En esos anuncios, el Presidente también describió la situación epidemiológica del país destacando que en Córdoba y Mendoza “la situación pareciera empezar a ceder”. Siete días más tarde, los casos en el territorio provincial aparentan estar pasando por una meseta. Con un conteo que aumenta diariamente (casi siempre) por encima de los 1.200 casos, Córdoba pisa los cien mil contagios, con un sistema de salud que parece haber logrado respirar un poco más, aunque mantiene sus niveles de ocupación por encima del 50%.

De todos modos, las miradas de los especialistas siguen siendo positivas. Más allá de las advertencias de algunos profesionales médicos respecto a los riesgos de una relajación cada vez mayor por parte de la población, las autoridades avanzaron de modo sostenido en la apertura de los diferentes aspectos de la vida cotidiana que se vieron truncados por la pandemia y que se preparan para volver a una normalidad renovada. Cargada de protocolos y advertencias, pero normalidad al fin.

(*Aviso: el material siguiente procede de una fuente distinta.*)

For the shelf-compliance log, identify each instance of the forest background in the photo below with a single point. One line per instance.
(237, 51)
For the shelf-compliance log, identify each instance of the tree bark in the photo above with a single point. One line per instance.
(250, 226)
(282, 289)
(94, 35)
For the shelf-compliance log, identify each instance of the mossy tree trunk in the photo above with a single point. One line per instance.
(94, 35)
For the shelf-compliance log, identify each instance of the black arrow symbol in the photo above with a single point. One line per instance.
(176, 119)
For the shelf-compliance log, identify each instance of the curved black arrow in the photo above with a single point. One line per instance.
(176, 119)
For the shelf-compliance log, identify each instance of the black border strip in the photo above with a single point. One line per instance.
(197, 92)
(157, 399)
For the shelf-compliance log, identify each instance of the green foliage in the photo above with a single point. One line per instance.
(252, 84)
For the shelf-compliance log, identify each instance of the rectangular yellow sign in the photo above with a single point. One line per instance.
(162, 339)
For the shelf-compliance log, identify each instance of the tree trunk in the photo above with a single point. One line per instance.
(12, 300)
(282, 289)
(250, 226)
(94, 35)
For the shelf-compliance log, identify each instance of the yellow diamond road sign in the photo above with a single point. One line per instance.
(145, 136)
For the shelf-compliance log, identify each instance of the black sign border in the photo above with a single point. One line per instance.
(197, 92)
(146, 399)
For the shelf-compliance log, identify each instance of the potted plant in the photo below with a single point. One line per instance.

El comercio y la construcción con expectativa “moderada”

Con todos los sectores que forman parte de la actividad ya habilitados, la Cámara de Comercio de Córdoba espera las semanas que quedan hasta fin de año con una expectativa “moderada”. El acarreo de la crisis profundizada por el coronavirus y el parate general golpeó fuertemente a una actividad que, desde marzo, acumula una caída de más del 35% respecto a sus niveles históricos. De hecho, según los números que maneja la entidad, cerraron 2.700 empresas comerciales, lo que roza el 3% del total existente en tiempos previos a la pandemia.

En esa caída general, solo se salvaron los rubros esenciales, aunque con realidades fluctuantes a medida que pasaban los meses. Los supermercados, por ejemplo, tuvieron un incremento importante entre marzo y abril, cuando llegaron a tener un aumento del 125% en la comparación interanual. Según José Viale, presidente de la Cámara de Comercio cordobesa, “se dio un fenómeno muy particular porque la gente comenzó a acopiar”, pero tan solo duró hasta el mes de abril. Desde allí, bajaron a 102% y luego siguió descendiendo hasta la actualidad, en donde las ventas se encuentran un 12,5% por debajo de sus niveles históricos.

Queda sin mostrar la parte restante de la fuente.